Ich würde auf keinen Fall 32Gb für ein altes System kaufen. Und dass die CPU voll ausgelastet ist bei NFS Heat mit nur einer GTX 960, das finde ich sehr seltsam...  ^^ IMHO stimmt da was nicht ganz.


----------



## KiddingMe (28. Oktober 2020)

Deswegen  Wenn ich ram kaufen würde dann nur für nen neuen PC. Sonst rentiert sich da nicht


----------



## KiddingMe (29. Oktober 2020)

Ich würde mir, wie ich es mir aufgeschrieben habe, dieses Grafikkarte kaufen. Was haltet ihr davon?

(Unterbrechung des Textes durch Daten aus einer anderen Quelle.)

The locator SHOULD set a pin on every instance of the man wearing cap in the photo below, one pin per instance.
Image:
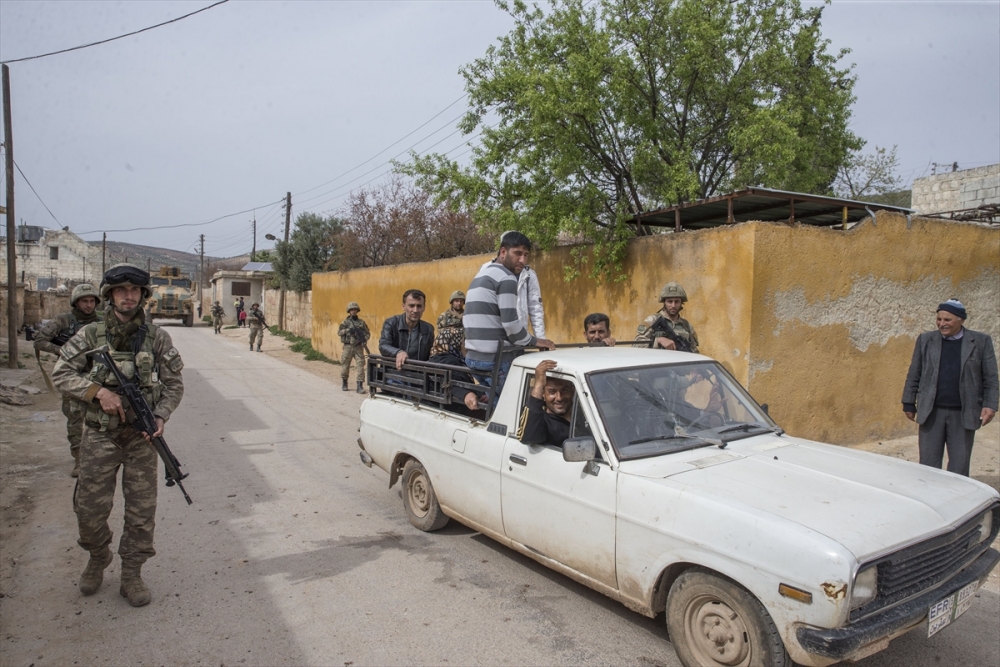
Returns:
(354, 335)
(453, 316)
(217, 314)
(145, 352)
(951, 389)
(668, 320)
(51, 337)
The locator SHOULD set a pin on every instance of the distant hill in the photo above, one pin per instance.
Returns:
(188, 262)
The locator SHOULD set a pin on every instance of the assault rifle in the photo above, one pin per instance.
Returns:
(662, 328)
(144, 420)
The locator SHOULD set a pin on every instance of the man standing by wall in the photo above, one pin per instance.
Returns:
(667, 320)
(491, 319)
(407, 336)
(453, 316)
(257, 324)
(109, 443)
(951, 389)
(597, 330)
(51, 337)
(217, 314)
(354, 335)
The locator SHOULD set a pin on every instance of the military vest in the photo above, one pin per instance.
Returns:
(139, 366)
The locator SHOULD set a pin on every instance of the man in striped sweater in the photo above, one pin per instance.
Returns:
(491, 317)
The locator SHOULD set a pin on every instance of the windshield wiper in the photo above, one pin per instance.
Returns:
(711, 441)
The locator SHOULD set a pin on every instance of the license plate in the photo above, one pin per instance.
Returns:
(944, 612)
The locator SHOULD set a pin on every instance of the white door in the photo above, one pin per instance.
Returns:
(558, 510)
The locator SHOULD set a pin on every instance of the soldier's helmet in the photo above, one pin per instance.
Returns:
(673, 291)
(82, 290)
(125, 274)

https://www.alternate.de/MSI/GeForce-RTX-3070-VENTUS-3X-OC-Grafikkarte/html/product/1683119


----------



## Herbboy (29. Oktober 2020)

KiddingMe schrieb:


> Ich würde mir, wie ich es mir aufgeschrieben habe, dieses Grafikkarte kaufen. Was haltet ihr davon?
> 
> https://www.alternate.de/MSI/GeForce-RTX-3070-VENTUS-3X-OC-Grafikkarte/html/product/1683119



Kannst du machen - es ist aber schwer zu sagen, was du für das Geld bekommen wirst, wenn die Karte denn dann auch lieferbar ist. Das heißt jetzt zu bestellen hätte ein gewisses Risiko.


----------



## Bonkic (29. Oktober 2020)

KiddingMe schrieb:


> Ich würde mir, wie ich es mir aufgeschrieben habe, dieses Grafikkarte kaufen. Was haltet ihr davon?
> 
> https://www.alternate.de/MSI/GeForce-RTX-3070-VENTUS-3X-OC-Grafikkarte/html/product/1683119



spielst du in 4k?
falls nicht, fände ich ne 3070 ziemlich überdimensioniert.


----------



## KiddingMe (29. Oktober 2020)

Welche würdet du dann empfehlen? Ein 4K monitor hab ich nicht, nein. Ob ich mir in der Zukunft einen kaufe weiß ich nicht genau. Ich hätte sie halt gekauft um für die nächste Jahre erstmal Ruhe zu haben.


----------



## KiddingMe (29. Oktober 2020)

Ich würde noch warten bis die Ergebnisse und Preise der AMD Grafikkarten kommen und dann entscheiden. Nur finde ich RTX 3000er Reihe vom Preis und der Leistung besser als die 2000er


----------



## Herbboy (29. Oktober 2020)

Also, ich bin überhaupt kein Freund von "teure Karte, denn die hält dann 7 Jahre" - mit 2 Karten zu je 400€ alle 3 Jahre (was wegen der Gebrauchtpreise der ersten Karte effektiv eher nur 600-700€ ergibt) anstatt einer Karte für 700€, bei der man hofft, dass sie 6-7 Jahre reicht, ist man da besser unterwegs. Aller Erfahrung nach bekommt man nach 3 Jahren für um die 400€ eine Karte, die stärker ist als die Karte, die man 3 Jahre vorher für 600-900€ gekauft hatte.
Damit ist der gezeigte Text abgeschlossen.